Molte fonti di energia rinnovabile, come per esempio l’energia eolica, solare e delle onde del mare, sono caratterizzate dal fatto di essere sorgenti energetiche intermittenti. Questo significa che non sono in grado di produrre energia in modo costante e continuativo, ma sono caratterizzate da degli andamenti irregolari e imprevedibili.

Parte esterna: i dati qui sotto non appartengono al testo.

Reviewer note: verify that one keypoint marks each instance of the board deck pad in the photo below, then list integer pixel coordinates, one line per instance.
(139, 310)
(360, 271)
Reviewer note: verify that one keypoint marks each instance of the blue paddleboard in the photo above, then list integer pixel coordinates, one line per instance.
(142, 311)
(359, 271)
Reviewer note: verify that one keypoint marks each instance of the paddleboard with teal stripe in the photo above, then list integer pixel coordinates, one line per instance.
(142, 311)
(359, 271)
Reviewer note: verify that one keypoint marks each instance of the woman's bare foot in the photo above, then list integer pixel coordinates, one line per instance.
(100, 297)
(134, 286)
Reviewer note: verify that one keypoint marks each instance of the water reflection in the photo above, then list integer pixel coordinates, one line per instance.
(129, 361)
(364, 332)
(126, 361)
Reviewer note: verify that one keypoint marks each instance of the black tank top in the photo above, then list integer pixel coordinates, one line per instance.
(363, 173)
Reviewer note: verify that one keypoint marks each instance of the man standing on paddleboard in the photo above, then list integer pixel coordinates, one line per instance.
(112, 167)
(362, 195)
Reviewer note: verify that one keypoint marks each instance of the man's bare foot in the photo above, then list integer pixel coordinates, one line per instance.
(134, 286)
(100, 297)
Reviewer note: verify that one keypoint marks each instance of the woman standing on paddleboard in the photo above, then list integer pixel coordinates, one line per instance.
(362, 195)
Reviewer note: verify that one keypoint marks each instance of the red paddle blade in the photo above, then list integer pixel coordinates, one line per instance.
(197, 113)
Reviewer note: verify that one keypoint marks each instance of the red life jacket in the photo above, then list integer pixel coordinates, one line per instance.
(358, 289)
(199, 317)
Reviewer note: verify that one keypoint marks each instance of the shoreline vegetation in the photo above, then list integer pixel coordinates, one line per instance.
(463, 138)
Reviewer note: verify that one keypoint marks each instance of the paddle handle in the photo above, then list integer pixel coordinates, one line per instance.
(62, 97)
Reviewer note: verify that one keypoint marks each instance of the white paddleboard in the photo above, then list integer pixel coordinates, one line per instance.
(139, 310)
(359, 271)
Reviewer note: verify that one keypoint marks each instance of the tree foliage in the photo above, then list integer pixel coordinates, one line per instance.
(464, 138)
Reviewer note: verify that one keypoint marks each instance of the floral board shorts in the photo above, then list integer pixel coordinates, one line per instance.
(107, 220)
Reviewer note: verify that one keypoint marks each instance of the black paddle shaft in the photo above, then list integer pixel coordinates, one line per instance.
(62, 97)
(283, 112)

L’energia elettrica non può essere accumulata; deve essere generata e consumata allo stesso tempo. Al giorno d’oggi, gli impianti di energia rinnovabile sono ancora limitati e quindi la rete elettrica può gestire con relativa facilità queste poche fonti di energia intermittente senza incorrere in problemi di instabilità o addirittura di blackouts. In un futuro prossimo, per poter sfruttare al massimo i vantaggi delle fonti rinnovabili, bisognerà intervenire sulla rete per stabilizzarla e controllarla. Infatti, più fonti di energia intermittente ci sono connesse alla rete e più questa tende a essere instabile, con il rischio di diventare inaffidabile e inutilizzabile.
L’energia rinnovabile derivante dal mare (onde, correnti e maree) si attesta ad un grado di utilizzo che va dal 35% fino al 70% in condizioni favorevoli. Questo è dovuto all’accumulo energetico che caratterizza i mari e gli oceani; infatti, anche se il vento non soffia più le onde e le correnti possono fornire energia ugualmente. Inoltre, l’energia dei mari presenta una densità molto superiore rispetto a quella eolica e solare e risulta essere anche più prevedibile.
Le tecnologie che traggono energia dai mari
Sono svariati i fenomeni marini che potrebbero essere utilizzati per la produzione di energia e in tale ottica assume particolare rilievo lo sfruttamento dell’energia del moto ondoso. Esistono impianti chiamati a “salto idrico”, nei quali il passaggio delle onde in un canale di larghezza decrescente determina il riempimento di un contenitore sopraelevato rispetto al livello del mare. L’acqua raccolta, durante il deflusso, fa girare delle turbine producendo così elettricità.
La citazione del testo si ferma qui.